On Two years into Brand New Motherhood
My son turns two this week. It’s absolutely shocking. It’s shocking because not only do I have NO IDEA where two full years have gone and not only am I absolutely amazed at all the growth and changes one little human has undergone… but also I’ve been going at this “mothering” thing for two full years now. Has it gotten easier? Yes. Has it gotten easy? No. Has it gotten harder? Also, yes.
It’s great because my son has learned in many ways to express himself and his desires. This makes it a lot easier to understand what he wants. This also means my son has learned to express himself- strongly and adamantly- and his emotion is bigger than his logic. This makes it a lot harder to help HIM understand what he truly wants and why he can’t always have it. It’s great because he has learned to walk, run, explore, climb, and access so many things on his own in contrast to needing constantly held, lifted and assisted. It’s terrifying because he has learned to walk, run, explore, climb and access so many things without a clear internal signal for safety and precautions. It’s great because he has taken on a love for things like trains and cars and digging in the sand and playing pretend. It’s humbling because I see his own individual personality emerging and I experience daily that while we are such a part of one another, he is also so very much his own independent person. As far as motherhood goes, well, I do just about as much guessing and self-doubting as I did when he was an infant… it just looks different in each season. Instead of worrying if he’s getting enough milk, I’m worrying about what he’s picking up off the ground to try to sneak into his mouth. Instead of worrying about him sleeping safely, I’m wondering how the hell to just get him to sleep without another epic battle. Instead of wondering when I’ll be able to get off the couch and not be nursing or holding him during a nap, I’m wondering how I can make him exhausted enough to settle down on the couch and cuddle with me.

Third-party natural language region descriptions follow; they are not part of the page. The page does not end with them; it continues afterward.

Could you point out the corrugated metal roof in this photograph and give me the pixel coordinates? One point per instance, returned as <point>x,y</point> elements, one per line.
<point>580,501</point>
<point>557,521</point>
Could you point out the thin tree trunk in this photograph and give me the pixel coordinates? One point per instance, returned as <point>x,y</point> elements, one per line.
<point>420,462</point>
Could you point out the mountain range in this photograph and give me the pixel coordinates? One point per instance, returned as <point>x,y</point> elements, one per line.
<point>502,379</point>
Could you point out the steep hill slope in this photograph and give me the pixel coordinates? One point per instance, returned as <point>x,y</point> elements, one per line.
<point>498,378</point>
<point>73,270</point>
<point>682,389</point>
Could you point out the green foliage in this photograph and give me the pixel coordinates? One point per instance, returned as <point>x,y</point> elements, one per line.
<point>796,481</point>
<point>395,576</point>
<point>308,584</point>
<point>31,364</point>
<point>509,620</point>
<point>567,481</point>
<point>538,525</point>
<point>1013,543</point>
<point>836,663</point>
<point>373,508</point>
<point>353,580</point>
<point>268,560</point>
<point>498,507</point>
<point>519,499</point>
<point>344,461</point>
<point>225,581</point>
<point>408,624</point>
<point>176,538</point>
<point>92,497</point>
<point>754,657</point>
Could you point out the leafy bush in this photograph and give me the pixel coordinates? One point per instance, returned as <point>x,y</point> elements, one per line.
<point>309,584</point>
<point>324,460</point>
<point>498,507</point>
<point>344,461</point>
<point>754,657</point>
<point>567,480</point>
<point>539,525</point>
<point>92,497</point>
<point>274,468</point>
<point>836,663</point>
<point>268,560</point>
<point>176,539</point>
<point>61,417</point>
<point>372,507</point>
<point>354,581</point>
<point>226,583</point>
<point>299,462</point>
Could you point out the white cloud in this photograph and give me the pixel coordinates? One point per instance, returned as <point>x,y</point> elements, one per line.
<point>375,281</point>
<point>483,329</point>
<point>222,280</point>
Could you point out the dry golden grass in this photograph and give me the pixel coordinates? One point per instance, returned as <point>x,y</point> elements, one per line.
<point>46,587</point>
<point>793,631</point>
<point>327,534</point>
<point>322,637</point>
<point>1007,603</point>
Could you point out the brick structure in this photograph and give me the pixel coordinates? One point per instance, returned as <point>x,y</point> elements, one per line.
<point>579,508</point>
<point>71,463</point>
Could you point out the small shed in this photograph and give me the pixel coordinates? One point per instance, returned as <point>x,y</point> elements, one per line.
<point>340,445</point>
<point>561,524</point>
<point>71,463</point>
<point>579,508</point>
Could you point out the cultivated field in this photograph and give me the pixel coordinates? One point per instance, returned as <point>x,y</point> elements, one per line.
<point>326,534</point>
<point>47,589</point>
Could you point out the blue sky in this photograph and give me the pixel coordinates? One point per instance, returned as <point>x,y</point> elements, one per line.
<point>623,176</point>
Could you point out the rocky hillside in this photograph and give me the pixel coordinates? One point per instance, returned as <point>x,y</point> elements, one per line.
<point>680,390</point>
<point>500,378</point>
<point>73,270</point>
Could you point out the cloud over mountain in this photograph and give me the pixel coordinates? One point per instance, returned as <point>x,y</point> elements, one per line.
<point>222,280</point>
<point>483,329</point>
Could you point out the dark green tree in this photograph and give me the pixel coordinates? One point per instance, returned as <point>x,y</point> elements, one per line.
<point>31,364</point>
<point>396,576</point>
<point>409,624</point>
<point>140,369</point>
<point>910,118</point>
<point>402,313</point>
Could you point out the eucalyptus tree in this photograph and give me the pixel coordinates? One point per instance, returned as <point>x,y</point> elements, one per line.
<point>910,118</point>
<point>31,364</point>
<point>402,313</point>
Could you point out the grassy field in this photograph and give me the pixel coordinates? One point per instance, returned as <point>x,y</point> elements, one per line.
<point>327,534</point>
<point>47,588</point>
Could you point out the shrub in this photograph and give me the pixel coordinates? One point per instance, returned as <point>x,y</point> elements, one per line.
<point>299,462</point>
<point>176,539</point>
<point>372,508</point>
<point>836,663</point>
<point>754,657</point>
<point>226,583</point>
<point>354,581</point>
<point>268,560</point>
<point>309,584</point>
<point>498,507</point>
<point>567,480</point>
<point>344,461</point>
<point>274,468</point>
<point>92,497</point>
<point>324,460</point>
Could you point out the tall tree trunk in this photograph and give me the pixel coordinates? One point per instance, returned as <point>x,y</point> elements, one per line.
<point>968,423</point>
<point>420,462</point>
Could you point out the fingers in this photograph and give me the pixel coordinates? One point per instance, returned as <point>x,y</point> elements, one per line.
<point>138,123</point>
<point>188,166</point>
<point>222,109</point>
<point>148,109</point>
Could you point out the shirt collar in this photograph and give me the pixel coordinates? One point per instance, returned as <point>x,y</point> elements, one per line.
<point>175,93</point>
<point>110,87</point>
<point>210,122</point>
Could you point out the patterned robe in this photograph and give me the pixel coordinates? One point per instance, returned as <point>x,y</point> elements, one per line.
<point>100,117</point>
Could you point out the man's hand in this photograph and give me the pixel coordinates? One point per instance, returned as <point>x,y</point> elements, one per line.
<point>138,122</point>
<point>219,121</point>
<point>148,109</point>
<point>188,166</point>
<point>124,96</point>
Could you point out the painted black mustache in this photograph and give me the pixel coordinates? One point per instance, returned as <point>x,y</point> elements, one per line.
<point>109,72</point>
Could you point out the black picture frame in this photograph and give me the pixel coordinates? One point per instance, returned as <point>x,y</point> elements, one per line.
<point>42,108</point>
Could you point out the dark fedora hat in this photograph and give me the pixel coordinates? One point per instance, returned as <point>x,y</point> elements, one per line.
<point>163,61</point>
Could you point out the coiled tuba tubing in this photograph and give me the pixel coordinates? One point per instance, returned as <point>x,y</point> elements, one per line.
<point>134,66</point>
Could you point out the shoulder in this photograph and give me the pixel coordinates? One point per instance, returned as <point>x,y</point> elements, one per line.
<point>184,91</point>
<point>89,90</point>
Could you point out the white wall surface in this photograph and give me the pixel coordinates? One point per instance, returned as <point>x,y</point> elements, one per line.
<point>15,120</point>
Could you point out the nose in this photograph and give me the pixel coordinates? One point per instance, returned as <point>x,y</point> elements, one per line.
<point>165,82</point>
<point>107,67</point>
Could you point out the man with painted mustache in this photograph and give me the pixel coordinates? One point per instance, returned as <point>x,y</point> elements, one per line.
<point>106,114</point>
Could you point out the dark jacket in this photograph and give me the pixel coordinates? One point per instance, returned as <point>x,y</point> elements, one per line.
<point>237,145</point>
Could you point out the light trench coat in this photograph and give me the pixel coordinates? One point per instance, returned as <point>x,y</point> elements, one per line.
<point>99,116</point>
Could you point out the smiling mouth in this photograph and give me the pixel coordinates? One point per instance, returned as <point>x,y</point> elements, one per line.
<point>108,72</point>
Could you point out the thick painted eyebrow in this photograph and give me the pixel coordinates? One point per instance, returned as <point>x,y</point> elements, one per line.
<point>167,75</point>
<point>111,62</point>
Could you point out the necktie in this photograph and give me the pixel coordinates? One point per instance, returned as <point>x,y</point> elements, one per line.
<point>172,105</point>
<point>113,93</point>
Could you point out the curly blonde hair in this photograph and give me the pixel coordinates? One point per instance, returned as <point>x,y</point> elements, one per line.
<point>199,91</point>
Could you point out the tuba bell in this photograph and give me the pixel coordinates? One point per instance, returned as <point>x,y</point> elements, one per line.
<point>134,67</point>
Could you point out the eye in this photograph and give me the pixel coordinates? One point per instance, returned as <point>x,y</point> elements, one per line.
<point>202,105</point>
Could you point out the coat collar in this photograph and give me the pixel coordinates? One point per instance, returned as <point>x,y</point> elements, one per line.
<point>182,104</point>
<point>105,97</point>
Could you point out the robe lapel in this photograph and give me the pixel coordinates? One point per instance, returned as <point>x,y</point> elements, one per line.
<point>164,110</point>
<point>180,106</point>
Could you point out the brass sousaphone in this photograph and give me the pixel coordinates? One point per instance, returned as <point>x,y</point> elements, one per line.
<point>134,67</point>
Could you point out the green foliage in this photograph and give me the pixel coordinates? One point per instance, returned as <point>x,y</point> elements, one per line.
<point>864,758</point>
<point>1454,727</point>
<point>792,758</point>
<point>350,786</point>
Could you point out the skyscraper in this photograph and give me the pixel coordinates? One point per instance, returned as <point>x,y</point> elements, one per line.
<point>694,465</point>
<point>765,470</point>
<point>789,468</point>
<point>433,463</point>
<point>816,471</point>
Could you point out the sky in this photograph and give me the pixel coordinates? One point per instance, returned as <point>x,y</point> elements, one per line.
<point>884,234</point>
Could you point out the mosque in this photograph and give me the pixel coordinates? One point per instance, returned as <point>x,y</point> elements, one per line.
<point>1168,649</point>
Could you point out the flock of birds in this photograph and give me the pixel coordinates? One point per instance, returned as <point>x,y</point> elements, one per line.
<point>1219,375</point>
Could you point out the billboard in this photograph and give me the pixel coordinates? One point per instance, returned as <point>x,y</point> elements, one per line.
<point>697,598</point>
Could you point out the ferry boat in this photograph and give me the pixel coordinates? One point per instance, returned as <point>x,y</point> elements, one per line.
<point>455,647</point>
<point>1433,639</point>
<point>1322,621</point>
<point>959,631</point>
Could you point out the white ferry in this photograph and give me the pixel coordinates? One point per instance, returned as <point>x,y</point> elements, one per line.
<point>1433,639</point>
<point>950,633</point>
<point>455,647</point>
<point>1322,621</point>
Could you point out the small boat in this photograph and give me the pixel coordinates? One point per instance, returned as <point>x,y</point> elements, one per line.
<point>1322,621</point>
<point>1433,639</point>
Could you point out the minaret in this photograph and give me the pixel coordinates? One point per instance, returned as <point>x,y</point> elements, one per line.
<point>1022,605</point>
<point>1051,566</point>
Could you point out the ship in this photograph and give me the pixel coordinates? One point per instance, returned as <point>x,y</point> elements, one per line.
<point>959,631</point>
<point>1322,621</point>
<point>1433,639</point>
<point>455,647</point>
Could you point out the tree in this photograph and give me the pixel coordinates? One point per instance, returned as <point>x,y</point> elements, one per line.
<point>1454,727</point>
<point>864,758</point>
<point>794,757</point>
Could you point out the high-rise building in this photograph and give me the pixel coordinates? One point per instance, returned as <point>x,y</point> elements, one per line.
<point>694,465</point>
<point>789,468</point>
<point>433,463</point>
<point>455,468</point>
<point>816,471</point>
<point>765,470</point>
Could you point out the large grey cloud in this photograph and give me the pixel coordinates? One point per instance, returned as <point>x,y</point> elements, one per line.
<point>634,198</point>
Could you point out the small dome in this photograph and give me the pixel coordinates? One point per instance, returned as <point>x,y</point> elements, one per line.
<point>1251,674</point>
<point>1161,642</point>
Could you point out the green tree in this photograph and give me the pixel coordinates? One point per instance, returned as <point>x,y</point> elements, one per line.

This weekend it was fun to see him in two different party elements. First, with our family. He soaked up the attention, the grandparents sneaking him a treat instead of what was on his plate, and the excitement of opening up new gifts and using exclamations like “Oh wow!” and “How cool!” The following day, it was so fun to watch him with his little toddler friends as they negotiated in toddler gibberish, threw sand and water, and traded off meltdowns over the one specific truck (that looks like all the rest in my opinion.) So young and yet so strong-willed and committed to the cause. So individual and yet so tied to the friendships and interaction with others. A son I have known for two years and yet is always evolving and showing new parts of his personhood. Two years of motherhood so far… and I still marvel everyday. I marvel at the way my son seems to add a new skill, word, or other expression each day. I marvel at how we continue to grow as a family. I marvel at how much I still don’t understand who I am in this new role and yet how much about myself could only be discovered in this place and time. Two years, and yet brand new.
I see moms posting about “When will I feel ____” or “Will I figure out x?” And I want to share that both yes and no. Yes- you’ll understand your child more. You’ll gain confidence in repeated successes with your child. You’ll start to feel your old interests and passions and personhood creep back in with more pockets of mental space and clarity. But also no. Motherhood comes with an ever-evolving bundle of things to experience and learn. To achieve and to seemingly fail and need to try differently. You’ll find yourself tired in new ways. You’ll find yourself wondering who you are in new contexts… but I don’t say this to be discouraged. I say this to remind us all that motherhood is a journey. It doesn’t get easier, but it does. It doesn’t get harder, but it does. It doesn’t become perfect, and yet it is. Rest momma.
Not just sleep rest (but do that too), but mentally and emotionally. Rest. Rest your fears and worries. Rest your comparison and doubts. Rest the burden of doing things “right” and rest in the ways your child- no matter how old, big, developed- shares this journey with you. Because none of us are experts and our children, well, they aren’t all the same. The more we are in this together, the more we all benefit.